Moreover, regarding the electronic device, the housing, the exothermic component, the heat transport mechanism, the heat receiving portion, the heat releasing portion, the heat transferring portion, the portion-to-be-fixed, the heat releasing block, the pressing portion, the arm portion, and the engaging portion; the specifications (method, structure, shape, material, size, number, direction, type, arrangement, etc.) can be suitably modified.
Thus, according to an aspect of the invention, it is possible to provide a television apparatus and an electronic device in which the pressed state of components achieved by making use of the pressing member can be prevented from undergoing variation.

Claims

1. A television apparatus comprising:

a substrate housed in a housing and having an exothermic component mounted thereon;

a heat transport mechanism at least partially housed inside the housing, and comprising a heat receiving portion configured to receive heat from the exothermic component, a heat releasing portion configured to release heat, and a heat transferring portion configured to house a medium for carrying heat from the heat receiving portion to the heat releasing portion; and

a pressing member comprising a plurality of portions-to-be-fixed fixed to the substrate, a pressing portion configured to press the heat receiving portion or press a heat releasing block thermally-linked to the heat receiving portion against the exothermic body, a plurality of arm portions disposed in between the portions-to-be-fixed and the pressing portion, and an engaging portion configured to engage with the substrate.

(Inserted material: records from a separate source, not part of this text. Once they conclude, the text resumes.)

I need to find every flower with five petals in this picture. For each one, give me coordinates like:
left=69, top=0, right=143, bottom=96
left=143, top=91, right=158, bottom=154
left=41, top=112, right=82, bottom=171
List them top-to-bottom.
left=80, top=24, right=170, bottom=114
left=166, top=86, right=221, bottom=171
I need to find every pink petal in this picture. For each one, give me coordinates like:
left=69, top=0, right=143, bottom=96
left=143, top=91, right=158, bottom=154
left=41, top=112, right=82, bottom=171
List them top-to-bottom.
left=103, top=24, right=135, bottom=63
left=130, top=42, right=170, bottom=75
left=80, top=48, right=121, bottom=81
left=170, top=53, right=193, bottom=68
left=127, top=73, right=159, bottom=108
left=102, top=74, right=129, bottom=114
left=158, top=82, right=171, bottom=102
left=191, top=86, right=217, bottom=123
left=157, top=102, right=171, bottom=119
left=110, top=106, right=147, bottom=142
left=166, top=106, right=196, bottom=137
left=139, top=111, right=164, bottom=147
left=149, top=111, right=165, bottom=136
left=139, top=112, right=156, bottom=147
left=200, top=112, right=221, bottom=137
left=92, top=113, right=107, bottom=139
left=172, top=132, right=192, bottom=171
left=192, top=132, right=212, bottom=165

2. The television apparatus of claim 1, wherein the engaging portion comprises a first engaging portion configured to engage the pressing portion against the substrate with respect to a direction along a surface of the substrate.

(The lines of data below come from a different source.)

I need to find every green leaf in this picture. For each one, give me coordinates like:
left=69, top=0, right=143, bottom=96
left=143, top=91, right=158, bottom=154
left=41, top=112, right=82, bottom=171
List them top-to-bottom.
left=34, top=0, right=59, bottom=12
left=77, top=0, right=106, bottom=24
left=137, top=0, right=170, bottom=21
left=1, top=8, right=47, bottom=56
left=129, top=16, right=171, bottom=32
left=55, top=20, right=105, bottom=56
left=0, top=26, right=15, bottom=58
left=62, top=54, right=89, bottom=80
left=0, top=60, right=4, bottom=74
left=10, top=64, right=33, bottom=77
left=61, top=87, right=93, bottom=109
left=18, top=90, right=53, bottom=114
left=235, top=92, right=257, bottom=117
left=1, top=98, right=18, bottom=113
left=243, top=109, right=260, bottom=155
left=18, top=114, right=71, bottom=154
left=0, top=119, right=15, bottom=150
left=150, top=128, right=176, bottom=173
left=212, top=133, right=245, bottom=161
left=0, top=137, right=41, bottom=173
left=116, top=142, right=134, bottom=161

3. The television apparatus of claim 2, wherein the first engaging portion is configured to restrict the pressing member from rotating along the surface of the substrate.

4. The television apparatus of claim 1, wherein the engaging portion comprises a second engaging portion configured to restrict the pressing member from moving away from a face of the substrate on which the exothermic component is mounted.

5. The television apparatus of claim 1, further comprising a plurality of the engaging portion, each having a different engaging direction.

6. The television apparatus of claim 1, wherein the engaging portion is configured to engage at a rim portion of the substrate.

7. The television apparatus of claim 6, wherein the engaging portion is configured to engage at a corner of the substrate.

8. The television apparatus of claim 1, wherein the engaging portion is disposed in at least one of the portions-to-be-fixed.

9. A television apparatus comprising:

a substrate housed in a housing and having a component mounted or installed thereon;

a pressing member fixed on the substrate and configured to press the component against the substrate; and

an engaging portion formed in the pressing member and configured to engage with an edge of the substrate.

10. An electronic device comprising:

a pressing member comprising a plurality of portions-to-be-fixed fixed to the substrate, a pressing portion configured to press the heat receiving portion or press a heat releasing block thermally-linked to the heat receiving portion against the exothermic body, a plurality of arm portions disposed in between the portions-to-be-fixed and the pressing portion, and an engaging portion configured to engage the pressing member with the substrate.